Rainer*: Ich bemerkte schon als Jugendlicher, dass ich anders auf Mädchen reagiere als meine Freunde, aber ich habe das nur registriert. Schwul zu sein war nicht vorgesehen. Undenkbar. Damals, Ende der 70er, wurde in der Schule, aber auch zu Hause negativ über Schwule gesprochen. Oder man hat Witze ­darüber gemacht. Als der Mann einer ­Freundin meiner Eltern Mitte der 80er Jahre an Aids starb, war das natürlich das Thema! Aber nur hinter vorgehaltener Hand. Dass ich selbst schwul sein könnte, kam mir gar nicht in den Sinn.

Mit 23 lernte ich meine Partnerin kennen. Wir waren 18 Jahre zusammen. Das war in Ordnung so, auch sexuell. Wir wären ver­mutlich heute noch zusammen, wenn sie nicht die Beziehung beendet hätte, für mich sehr unerwartet. Möglicherweise haben wir uns gar nicht richtig gekannt – sie hielt ­Menschen immer ein bisschen auf Distanz, auch mich. Das fiel mir nicht so auf, weil wir die längste Zeit eine Wochenendbeziehung hatten. Aber es gab immer ein großes Vertrauen zwischen uns.

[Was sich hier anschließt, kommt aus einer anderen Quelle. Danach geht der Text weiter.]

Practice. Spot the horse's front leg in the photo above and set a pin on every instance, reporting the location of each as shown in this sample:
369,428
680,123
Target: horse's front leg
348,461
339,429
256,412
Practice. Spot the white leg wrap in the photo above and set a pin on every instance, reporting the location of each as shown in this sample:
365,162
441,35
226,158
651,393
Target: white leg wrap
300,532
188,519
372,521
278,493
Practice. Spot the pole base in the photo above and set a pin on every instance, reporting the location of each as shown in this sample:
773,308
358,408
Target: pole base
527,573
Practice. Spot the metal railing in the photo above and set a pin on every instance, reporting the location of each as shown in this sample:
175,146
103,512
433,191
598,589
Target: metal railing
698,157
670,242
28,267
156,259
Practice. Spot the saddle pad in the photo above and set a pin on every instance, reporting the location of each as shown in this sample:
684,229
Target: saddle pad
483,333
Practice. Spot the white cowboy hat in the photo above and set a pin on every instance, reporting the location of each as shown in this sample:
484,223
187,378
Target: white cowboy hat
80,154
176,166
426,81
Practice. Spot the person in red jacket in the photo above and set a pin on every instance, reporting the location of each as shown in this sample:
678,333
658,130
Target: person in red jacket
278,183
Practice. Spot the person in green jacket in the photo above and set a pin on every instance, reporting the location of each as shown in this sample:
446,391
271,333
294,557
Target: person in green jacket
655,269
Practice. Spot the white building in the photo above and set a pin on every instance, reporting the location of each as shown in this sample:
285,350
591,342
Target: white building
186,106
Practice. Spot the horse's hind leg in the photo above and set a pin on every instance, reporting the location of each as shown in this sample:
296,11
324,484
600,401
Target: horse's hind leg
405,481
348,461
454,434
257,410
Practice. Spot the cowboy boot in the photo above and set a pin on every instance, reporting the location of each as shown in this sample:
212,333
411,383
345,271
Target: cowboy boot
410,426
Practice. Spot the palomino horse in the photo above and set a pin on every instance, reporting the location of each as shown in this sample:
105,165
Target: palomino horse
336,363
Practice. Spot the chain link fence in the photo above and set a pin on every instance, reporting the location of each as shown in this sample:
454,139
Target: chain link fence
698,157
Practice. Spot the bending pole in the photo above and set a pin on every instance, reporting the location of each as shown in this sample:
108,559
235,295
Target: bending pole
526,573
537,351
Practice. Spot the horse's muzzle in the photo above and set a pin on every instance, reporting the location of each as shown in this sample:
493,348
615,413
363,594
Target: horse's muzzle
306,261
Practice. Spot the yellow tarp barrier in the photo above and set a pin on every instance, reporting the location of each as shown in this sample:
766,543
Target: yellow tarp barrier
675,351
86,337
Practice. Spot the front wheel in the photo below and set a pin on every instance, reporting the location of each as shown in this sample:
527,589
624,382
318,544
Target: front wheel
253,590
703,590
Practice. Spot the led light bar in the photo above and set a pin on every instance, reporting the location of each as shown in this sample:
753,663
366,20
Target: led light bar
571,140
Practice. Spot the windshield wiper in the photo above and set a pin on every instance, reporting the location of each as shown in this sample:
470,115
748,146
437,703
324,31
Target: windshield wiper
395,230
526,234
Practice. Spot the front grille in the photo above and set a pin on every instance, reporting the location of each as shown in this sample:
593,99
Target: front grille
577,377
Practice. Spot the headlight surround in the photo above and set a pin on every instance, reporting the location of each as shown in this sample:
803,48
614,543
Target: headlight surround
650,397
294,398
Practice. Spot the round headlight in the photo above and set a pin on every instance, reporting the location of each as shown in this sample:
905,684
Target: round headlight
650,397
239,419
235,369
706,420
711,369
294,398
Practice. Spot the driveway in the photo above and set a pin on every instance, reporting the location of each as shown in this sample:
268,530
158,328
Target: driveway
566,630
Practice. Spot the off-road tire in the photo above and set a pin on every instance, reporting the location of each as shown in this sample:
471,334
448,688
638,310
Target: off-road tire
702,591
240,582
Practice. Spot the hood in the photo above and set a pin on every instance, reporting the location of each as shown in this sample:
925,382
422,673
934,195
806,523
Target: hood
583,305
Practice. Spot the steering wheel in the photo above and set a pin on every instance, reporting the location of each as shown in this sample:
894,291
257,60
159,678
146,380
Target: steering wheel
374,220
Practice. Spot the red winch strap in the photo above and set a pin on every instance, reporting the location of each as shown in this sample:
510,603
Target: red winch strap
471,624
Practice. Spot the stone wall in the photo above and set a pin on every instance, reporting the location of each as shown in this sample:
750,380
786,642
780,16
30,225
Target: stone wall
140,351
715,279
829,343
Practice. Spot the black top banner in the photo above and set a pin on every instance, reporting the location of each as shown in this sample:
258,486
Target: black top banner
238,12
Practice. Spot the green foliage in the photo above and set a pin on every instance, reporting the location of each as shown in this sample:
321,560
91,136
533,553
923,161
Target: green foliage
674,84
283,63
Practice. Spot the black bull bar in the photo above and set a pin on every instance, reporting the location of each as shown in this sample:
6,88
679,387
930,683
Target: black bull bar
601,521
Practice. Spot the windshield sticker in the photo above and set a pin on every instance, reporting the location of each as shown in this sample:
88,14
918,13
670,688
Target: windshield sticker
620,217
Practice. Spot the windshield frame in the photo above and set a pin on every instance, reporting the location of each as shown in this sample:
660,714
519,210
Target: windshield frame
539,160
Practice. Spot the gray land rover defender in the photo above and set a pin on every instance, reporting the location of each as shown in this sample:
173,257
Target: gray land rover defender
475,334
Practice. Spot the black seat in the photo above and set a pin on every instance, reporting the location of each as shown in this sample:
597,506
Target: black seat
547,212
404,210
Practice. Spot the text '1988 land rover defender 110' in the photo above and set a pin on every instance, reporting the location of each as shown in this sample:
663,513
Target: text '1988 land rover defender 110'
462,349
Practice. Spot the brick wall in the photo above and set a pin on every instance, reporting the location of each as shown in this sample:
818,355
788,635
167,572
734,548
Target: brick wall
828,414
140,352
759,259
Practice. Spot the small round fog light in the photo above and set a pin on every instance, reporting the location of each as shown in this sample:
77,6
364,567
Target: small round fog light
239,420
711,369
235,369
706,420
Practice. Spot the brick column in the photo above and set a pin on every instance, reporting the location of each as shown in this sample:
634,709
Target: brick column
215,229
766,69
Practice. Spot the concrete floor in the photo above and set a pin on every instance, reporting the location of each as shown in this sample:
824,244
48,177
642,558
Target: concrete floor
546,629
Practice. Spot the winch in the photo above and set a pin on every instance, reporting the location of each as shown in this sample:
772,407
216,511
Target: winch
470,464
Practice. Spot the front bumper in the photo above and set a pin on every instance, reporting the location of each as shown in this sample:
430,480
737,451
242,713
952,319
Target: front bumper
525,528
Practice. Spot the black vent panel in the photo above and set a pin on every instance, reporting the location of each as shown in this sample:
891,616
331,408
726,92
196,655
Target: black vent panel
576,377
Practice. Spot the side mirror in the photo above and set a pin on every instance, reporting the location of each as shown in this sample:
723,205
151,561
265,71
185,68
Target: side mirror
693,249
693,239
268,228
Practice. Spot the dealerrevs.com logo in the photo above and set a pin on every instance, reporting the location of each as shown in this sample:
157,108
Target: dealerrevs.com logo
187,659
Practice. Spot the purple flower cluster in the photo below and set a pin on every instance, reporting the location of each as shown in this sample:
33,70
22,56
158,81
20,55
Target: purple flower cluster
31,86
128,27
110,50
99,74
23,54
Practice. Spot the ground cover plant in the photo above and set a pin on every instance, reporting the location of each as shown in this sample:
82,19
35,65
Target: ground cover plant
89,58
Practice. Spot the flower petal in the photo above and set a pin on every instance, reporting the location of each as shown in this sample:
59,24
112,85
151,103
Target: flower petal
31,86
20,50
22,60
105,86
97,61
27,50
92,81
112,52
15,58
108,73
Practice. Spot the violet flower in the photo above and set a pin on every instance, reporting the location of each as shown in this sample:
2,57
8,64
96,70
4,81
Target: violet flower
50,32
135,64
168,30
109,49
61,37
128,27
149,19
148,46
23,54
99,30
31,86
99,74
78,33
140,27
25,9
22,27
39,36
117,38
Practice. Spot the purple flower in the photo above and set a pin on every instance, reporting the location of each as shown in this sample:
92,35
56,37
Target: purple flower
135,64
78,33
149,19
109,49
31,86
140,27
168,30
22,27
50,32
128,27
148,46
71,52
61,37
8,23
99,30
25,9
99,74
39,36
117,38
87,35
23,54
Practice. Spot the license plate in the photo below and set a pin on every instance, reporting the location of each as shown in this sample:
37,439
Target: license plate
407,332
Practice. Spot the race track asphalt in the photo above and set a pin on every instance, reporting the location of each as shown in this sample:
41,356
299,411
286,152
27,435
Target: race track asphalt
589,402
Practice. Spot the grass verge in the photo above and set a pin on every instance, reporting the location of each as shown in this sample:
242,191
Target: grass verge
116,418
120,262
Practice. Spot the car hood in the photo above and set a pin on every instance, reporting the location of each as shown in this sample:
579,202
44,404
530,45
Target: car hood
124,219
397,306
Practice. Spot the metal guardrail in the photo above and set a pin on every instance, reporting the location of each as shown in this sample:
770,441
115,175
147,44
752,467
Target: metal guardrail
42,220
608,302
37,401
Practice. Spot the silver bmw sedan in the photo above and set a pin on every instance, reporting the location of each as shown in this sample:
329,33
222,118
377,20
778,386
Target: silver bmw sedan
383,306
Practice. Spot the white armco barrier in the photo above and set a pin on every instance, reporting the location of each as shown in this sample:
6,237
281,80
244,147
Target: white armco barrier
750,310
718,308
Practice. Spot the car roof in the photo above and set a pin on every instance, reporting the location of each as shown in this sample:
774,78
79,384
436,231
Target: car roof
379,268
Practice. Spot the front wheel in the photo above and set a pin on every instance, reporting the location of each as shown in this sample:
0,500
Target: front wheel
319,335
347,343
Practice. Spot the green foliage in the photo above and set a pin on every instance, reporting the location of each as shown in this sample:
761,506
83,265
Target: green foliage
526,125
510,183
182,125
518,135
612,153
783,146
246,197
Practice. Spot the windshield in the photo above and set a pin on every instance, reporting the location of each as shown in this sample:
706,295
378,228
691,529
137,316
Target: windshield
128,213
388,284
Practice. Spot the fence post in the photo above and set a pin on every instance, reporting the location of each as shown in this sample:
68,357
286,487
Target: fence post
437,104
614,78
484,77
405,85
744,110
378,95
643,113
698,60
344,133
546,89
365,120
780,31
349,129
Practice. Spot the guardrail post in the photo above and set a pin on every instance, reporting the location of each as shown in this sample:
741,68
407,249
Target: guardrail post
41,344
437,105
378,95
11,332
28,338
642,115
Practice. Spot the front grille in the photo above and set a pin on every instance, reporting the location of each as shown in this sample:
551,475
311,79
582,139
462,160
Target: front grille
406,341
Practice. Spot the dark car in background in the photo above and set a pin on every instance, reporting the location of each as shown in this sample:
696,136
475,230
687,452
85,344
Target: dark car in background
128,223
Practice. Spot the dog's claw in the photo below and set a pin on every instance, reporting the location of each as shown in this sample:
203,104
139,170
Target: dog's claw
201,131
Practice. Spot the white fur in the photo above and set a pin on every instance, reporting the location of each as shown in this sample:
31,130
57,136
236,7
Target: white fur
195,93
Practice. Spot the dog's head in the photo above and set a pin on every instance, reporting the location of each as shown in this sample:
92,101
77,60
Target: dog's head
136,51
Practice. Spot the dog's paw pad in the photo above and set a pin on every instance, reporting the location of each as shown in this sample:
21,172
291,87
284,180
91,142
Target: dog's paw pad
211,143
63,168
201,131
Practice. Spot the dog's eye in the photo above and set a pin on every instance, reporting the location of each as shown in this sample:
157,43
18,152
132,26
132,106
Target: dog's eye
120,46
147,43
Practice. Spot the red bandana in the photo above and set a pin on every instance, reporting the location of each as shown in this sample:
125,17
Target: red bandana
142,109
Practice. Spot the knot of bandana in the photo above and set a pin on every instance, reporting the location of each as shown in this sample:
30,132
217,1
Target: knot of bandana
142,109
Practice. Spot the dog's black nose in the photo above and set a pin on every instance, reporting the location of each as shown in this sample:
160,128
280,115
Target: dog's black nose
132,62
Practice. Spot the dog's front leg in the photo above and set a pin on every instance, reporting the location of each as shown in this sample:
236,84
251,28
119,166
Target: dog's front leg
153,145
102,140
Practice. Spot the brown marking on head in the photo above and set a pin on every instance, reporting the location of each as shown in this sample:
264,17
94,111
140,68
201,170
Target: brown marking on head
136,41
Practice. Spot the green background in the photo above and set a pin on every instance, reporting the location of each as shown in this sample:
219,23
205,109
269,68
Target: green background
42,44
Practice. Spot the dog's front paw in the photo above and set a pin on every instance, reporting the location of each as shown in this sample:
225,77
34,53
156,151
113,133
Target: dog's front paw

Als wir uns trennten, 2001, war ich 41, und mir war ziemlich schnell klar: Eine Beziehung mit einer Frau will ich nicht mehr haben. Weil ich merkte, dass das nicht wirklich gepasst hat. Meine zwei ältesten Freunde sagten mir später: Wir haben uns eigentlich immer schon gedacht, dass du schwul bist. Komisch, dass ich mir das selbst nicht eingestanden habe. Aber wer ist schon 100 Prozent hetero oder 100 Prozent schwul?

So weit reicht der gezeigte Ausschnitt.